Nehalem will launch as Intel’s first native quad-core part but will be scalable from two to eight cores. All these cores have Simultaneous Multi-Threading (SMT) included, meaning there will be four to sixteen threads available for processing workloads.
The cache size will also mirror AMD’s current parts to some degree where the L2 cache size will drop in size to just 256KB per core, but it’s apparently “super low latency”, while the L1 cache remains unchanged from the current Core microarchitecture design. However, Nehalem now includes an inclusive L3 cache that acts as a snoop-filter.
By being inclusive this means there is automatically an amount of cache reserved in L3 to hold L2 and L1 data, so that none of the cores have to waste cycles sniffing another core’s cache for information – now it just has to simply dive into the shared L3 cache. Intel says that the first Nehalem-based product will be quad-core and will feature 8MB of L3 cache, which means that around 1,280KB of L3 cache will be reserved for a copy of the L1 and L2 caches on each core.

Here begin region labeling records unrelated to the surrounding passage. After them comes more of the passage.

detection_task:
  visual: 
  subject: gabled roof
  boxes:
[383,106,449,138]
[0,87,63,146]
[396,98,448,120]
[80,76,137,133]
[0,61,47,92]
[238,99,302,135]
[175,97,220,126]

This does cut the available size for everything else to about 7MB and this is quite a drop from the current 2x6MB shared cache design on current quad-core 45nm parts. However, the integrated memory controller means that main memory access is far quicker and each core can talk to one another unlike before where one pair would have to navigate the front side bus to the memory controller hub and then back again to talk to the other pair of cores sitting right next to it.
Other improvements include seven new SSE 4.2 instructions, a faster “unaligned” cache access (media applications were tipped as seeing the most benefits), faster thread synchronisation hardware to help not only the SMT engine but the many-cores in general, a Renamed Return Stack Buffer and a new 2nd level branch predictor which can address very large code footprints like databases for example.
Intel was keen to point out its SMT should add to its energy efficiency, while the direct memory access and lower latency design should greatly improve its performance compared to the MCH designs it's currently using. Both server and high end desktop parts (both triple channel DDR3) should be available in Q408, with mainstream parts arriving in 2009.